Bu Müslümanlar, yaşadıkları hayatın doğru olduğunu zannetmekte ve bu içinde bulundukları durumlarının devamını arzu etmektedirler.
SIRAT-I MÜSTEGİYM
Ayette ki “Sırat-ı müstegiym…” yani “doğru yol…”Allah’ın (c.c) biz kullarına dünya ve ahiret saadeti için koyduğu yoldur. Onun dışında yollar, içinde “izm” olanlar ve özellikle ırkçılık davası batıldır, yanlıştır.
Allah’ın yolu, Kur’an-ı kerimde gösterilmiş, özellikle de Sevgili Resulü, Peygamberimiz Hazret-i Muhammed (s.a.v) bu yolu hayatında tatbik ederek bizlere örnek olmuştur.
Peygamberimiz bir Hadis-i Şeriflerinde, “Benden sonra size iki bürhan (aydınlatıcı) bırakıyorum. Bunlara uyarsanız, dalalete (sapkınlıklara) düşmezsiniz. Bunlar, Allah’ın kitabı Kur’an-ı Kerim ile benim Sünnetimdir (yaptıklarım)” buyurmuştur.
Allah, kitabında, “Sırat-ı müsteğiym” Peygamberimiz, “benim sünnetim” derken, kendini “ilah” yerine koyan bazı insanların, “insanlar bizim yolumuza girerlerse mutlu olurlar” demesi hiçbir mana ifade etmez. Bu sözü söyleyenler ve bu sözü doğru kabul ederek bu zırvaların peşinde koşanlar, dünyada da ahirette de mutlu olamamışlar ve asla mutlu olamayacaklardır.
İşte Kapitalizm ve Komünizm ile diğer izimler, yıllarca dünyanın çeşitli yerlerinde yüz yıldır uygulandılar. Neticede insanlık kan, zulüm, gözyaşı, ıstıraptan başka bir şey görmedi.
TEK YOL İSLAM YAZACAĞIZ
Fıkhımızda (İslam hukukunda) bir kural vardır. “Bir şeyin Hak olması yetmez. O hakkın intakı hakka sahip olması lazımdır (gerekir)” denmektedir.

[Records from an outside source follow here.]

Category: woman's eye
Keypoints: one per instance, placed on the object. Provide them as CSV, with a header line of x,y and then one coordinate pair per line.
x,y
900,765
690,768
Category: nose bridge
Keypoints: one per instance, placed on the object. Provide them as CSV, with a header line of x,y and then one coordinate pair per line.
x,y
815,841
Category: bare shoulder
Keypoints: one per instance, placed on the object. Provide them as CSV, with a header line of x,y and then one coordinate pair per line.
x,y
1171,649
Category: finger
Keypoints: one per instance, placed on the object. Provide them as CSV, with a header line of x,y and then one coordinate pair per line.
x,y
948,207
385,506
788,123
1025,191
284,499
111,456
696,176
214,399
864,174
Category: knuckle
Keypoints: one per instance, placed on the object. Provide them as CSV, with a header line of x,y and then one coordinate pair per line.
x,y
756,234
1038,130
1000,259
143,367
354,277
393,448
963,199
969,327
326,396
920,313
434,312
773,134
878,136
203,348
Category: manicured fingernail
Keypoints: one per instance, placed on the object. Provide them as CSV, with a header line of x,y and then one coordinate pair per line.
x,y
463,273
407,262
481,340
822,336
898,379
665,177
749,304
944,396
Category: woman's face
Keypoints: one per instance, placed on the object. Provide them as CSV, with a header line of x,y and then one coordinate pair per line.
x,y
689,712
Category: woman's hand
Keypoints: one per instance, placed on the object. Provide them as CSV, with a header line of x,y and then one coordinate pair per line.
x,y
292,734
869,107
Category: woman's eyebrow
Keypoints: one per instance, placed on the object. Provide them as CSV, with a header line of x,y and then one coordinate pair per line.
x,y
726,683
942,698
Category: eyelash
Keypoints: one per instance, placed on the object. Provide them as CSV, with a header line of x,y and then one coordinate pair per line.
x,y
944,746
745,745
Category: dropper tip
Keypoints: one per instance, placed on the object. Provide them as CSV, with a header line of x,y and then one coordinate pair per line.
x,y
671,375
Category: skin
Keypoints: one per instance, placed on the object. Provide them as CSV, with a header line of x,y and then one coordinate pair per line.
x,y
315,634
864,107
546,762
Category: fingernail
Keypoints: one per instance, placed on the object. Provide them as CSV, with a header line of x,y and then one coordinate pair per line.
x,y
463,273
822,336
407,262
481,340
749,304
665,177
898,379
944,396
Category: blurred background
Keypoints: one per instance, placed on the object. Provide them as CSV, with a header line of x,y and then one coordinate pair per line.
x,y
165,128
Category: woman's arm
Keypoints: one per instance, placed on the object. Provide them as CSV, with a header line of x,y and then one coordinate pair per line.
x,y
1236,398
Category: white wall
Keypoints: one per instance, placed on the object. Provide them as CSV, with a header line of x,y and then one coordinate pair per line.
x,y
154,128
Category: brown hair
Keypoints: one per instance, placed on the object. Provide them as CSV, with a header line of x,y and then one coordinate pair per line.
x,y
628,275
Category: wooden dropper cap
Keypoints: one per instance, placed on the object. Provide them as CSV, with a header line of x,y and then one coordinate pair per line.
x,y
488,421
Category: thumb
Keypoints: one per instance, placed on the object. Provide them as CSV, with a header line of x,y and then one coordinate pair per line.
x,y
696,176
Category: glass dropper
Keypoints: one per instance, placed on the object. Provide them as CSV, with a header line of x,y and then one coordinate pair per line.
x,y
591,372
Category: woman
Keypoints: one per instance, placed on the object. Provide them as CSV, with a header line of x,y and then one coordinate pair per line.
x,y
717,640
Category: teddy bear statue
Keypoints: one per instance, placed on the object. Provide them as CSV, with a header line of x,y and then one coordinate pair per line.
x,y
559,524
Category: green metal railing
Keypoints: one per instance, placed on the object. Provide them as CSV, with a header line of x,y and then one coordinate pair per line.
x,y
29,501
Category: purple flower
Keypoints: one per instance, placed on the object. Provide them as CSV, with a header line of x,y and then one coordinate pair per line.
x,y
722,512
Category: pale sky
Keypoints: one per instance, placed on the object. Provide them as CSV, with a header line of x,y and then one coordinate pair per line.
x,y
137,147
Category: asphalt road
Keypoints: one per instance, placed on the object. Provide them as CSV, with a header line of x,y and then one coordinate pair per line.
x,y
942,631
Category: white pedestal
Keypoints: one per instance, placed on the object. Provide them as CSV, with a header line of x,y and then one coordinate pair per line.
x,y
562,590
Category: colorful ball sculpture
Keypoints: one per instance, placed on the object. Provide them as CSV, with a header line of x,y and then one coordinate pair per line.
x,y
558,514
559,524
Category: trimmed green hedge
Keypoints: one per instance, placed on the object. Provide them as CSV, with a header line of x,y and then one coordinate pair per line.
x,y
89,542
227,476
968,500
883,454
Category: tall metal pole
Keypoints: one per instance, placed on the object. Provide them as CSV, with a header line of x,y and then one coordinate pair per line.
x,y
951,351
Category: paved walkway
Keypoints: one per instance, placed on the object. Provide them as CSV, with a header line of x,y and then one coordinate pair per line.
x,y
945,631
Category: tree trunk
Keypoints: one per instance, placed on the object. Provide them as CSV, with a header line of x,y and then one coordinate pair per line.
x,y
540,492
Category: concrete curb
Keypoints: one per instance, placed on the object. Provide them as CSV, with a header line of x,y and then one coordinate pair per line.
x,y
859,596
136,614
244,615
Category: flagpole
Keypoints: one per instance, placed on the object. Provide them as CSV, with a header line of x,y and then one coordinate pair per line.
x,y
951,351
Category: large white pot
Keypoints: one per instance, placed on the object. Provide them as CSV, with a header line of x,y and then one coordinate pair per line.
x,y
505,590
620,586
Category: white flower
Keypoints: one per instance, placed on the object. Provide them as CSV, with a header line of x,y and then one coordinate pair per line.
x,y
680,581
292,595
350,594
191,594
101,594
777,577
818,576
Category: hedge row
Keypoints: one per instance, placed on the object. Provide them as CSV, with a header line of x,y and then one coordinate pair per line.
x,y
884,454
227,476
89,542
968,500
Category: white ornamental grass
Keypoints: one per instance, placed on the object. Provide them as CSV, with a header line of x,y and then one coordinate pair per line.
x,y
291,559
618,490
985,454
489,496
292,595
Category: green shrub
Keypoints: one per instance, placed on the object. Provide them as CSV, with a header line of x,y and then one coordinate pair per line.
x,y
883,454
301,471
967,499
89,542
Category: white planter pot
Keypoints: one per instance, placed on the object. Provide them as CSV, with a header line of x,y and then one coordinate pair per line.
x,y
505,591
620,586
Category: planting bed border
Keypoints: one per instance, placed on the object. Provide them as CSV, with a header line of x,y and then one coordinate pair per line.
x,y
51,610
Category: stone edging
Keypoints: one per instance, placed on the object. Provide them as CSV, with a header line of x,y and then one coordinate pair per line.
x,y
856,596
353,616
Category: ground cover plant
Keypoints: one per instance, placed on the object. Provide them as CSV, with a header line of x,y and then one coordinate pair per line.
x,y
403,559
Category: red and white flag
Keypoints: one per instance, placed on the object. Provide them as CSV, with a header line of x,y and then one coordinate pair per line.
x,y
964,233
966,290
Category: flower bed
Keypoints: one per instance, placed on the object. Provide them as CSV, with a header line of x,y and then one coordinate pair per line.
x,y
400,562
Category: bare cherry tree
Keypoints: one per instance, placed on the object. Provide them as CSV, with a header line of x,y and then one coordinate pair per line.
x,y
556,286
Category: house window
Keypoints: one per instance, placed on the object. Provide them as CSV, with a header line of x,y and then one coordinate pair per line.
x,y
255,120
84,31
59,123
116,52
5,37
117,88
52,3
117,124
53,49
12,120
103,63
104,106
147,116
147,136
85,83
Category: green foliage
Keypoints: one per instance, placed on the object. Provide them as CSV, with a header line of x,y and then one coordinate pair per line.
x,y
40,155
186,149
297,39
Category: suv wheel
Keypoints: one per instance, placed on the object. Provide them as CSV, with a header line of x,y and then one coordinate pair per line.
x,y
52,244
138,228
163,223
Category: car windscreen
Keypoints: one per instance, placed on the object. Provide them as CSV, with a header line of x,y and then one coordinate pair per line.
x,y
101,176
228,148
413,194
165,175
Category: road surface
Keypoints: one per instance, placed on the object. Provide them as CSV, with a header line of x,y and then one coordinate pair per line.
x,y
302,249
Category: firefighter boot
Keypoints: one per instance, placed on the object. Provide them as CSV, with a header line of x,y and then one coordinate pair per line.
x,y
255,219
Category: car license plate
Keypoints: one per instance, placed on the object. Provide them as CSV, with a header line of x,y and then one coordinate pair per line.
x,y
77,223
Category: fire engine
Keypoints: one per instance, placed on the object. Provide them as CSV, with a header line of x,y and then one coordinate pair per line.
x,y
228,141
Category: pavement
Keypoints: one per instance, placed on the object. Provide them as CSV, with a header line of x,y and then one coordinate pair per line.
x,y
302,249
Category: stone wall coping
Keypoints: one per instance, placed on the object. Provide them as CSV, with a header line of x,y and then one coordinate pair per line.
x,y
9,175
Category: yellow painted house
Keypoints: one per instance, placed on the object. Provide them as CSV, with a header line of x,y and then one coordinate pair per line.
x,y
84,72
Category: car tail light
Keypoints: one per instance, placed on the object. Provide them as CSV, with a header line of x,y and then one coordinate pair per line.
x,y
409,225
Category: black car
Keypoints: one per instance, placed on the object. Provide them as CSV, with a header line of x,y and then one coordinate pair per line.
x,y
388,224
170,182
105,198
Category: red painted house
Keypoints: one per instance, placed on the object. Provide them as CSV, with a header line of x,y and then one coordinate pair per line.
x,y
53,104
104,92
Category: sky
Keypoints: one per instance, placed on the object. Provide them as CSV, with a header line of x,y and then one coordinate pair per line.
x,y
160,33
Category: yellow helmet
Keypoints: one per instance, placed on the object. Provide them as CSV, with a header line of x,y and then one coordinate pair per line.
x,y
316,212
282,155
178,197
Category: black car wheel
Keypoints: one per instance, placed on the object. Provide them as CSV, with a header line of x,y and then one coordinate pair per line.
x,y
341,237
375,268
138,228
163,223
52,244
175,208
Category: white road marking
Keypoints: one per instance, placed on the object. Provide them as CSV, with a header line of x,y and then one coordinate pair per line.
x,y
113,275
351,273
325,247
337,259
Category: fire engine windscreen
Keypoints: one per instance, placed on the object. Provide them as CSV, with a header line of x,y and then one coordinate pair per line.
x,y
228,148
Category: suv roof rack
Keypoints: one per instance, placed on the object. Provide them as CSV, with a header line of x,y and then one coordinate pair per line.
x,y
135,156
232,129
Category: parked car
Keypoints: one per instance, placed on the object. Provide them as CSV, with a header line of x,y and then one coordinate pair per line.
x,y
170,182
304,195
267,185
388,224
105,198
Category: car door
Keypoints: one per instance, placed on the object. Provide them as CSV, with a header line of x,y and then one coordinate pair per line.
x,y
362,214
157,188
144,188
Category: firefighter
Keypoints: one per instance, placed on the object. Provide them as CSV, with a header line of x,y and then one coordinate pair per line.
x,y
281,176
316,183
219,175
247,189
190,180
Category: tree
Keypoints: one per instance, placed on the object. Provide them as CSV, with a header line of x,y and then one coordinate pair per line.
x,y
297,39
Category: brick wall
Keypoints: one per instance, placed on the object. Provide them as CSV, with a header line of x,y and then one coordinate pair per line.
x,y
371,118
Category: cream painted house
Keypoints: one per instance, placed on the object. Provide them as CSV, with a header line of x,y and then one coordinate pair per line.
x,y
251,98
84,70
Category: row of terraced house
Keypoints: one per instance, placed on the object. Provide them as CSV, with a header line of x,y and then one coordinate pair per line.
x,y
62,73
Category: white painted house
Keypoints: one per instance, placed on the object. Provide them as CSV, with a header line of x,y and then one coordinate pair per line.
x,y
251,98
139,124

Yani Hak’ın tebliğ ve tanıtımının yapılması, tebliğe uyum gösterebilenlerin “hak’ka davet edilmesi” gerekir.
Hele zamanımızda, bütün batılların kanunlarla korunuyor olması ve medya denen gazete, televizyon ve internet aracılığı ile her an ve her fırsatta tanıtılıyor olması, bunların karşısında “hakkın da en yüksek düzeyde tanıtılmasının” şart olduğunu bizlere fiilen göstermektedir.
Bir insan ömür boyunca tek taraflı olarak sadece bu batılları dinlemiş veya seyretmişse, bu adamın batıllardan başka yere gitmesi mümkün değildir.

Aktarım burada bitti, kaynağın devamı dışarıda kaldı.